Have a look at the B4RN stuff, they are stuffing the likes of BT (Where are the billions you got for doing fibre.... a$$wipes) or Virmin Media (thank you for the speed increase and price) cannot or won't do and the annoying bit where I am was supposed to be part of the SuperFastSouthYorkshite network there is a fibre cab with 1 GB in it at the end of the street approx 200yds away can I get it no way no one will supply it due to wayleaves and build costs.
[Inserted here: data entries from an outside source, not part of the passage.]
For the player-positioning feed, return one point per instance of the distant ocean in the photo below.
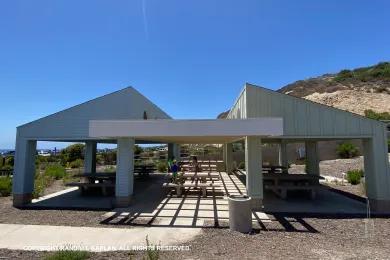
(5, 150)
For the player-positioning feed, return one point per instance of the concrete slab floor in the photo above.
(52, 238)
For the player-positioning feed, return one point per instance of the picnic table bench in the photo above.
(100, 180)
(280, 184)
(274, 169)
(179, 187)
(84, 186)
(144, 169)
(202, 176)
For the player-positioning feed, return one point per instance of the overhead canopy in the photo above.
(186, 131)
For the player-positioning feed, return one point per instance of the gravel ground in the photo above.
(330, 239)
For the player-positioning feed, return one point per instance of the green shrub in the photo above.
(354, 176)
(377, 115)
(41, 182)
(9, 161)
(55, 171)
(347, 150)
(76, 164)
(68, 255)
(5, 186)
(152, 252)
(7, 168)
(380, 71)
(162, 167)
(241, 166)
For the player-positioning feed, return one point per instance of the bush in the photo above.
(76, 164)
(241, 166)
(347, 150)
(68, 255)
(41, 182)
(7, 168)
(354, 176)
(55, 171)
(5, 186)
(152, 252)
(377, 115)
(9, 161)
(162, 167)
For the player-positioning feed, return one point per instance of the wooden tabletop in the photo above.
(292, 177)
(97, 175)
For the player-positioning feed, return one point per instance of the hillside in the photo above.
(357, 90)
(352, 90)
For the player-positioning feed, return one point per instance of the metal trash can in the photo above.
(240, 213)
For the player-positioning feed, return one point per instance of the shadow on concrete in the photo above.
(193, 211)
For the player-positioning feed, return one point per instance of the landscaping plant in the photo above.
(347, 150)
(68, 255)
(241, 166)
(354, 176)
(5, 186)
(152, 252)
(55, 171)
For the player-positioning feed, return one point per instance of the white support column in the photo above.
(124, 172)
(170, 151)
(254, 175)
(312, 160)
(177, 151)
(228, 148)
(173, 151)
(24, 171)
(90, 157)
(377, 171)
(283, 159)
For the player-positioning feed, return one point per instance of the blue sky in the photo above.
(189, 57)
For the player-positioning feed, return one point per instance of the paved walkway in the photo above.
(52, 238)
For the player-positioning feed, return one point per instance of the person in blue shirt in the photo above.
(174, 170)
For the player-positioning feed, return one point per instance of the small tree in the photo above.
(354, 176)
(72, 153)
(347, 150)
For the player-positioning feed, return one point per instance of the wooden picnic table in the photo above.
(98, 176)
(203, 176)
(280, 183)
(274, 169)
(105, 182)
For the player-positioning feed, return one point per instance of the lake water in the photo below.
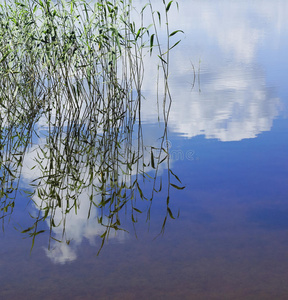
(227, 137)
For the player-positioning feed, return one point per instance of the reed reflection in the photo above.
(71, 120)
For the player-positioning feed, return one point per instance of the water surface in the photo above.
(228, 144)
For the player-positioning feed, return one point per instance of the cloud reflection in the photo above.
(235, 101)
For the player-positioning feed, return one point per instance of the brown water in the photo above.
(228, 144)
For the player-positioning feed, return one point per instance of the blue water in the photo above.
(229, 147)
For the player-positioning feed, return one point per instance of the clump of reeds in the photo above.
(78, 67)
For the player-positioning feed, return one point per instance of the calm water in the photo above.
(228, 144)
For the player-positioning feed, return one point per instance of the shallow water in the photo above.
(228, 144)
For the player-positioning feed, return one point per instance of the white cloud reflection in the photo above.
(235, 101)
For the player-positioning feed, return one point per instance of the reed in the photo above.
(71, 76)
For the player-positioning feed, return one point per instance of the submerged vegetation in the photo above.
(70, 97)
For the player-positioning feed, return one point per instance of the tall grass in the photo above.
(71, 74)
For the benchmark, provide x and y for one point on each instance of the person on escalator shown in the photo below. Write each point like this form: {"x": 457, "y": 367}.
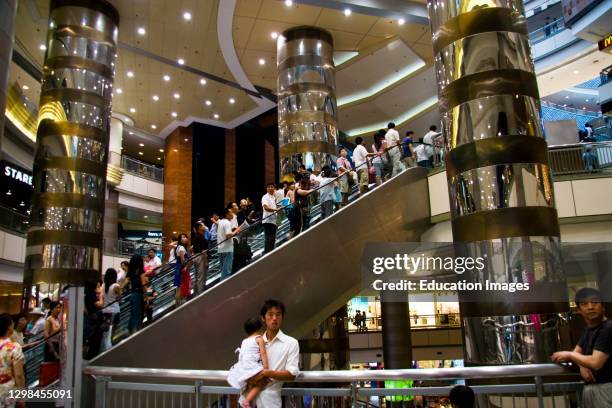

My girlfriend has an OpenReach fibre NTE (complete with separate battery back up unit) in the utility cupboard of her flat. But she gets her "1Gpbs" broadband from Hyperoptic (delivered over Cat5E IIRC - presumably from an Ethernet switch in the building - so it's FTTB, but not really FTTP). I'm guessing both of those will be counted as full fibre connections. But it's still only the one property.
I live in rural Devon and Gigaclear are due to start installation of fibre in August 2019. However, from what I understand, Gigaclear have a monopoly on that fibre and my only option will be to buy my service from them. No other ISP can use this infrastructure. And guess what, Gigaclear prices are wholly uncompetitive compared to the competition. For my needs, will probably stick with the old copper network.
We got Gigaclear last year and it's been solid. 200Mbps symmetrical, fibre to the premises. There have been two outages, both planned, both in the early hours, both well-communicated. Price is reasonable for what it is and not that much more than BT wanted for 1.5Mbps D/L and 0.7Mbps U/L (when including the price of line rental etc). Installation took longer than they initially told us and there was some issue with the fibre to our house which caused further delays (compared to our neighbours) but now it's in, I have no regrets whatsoever.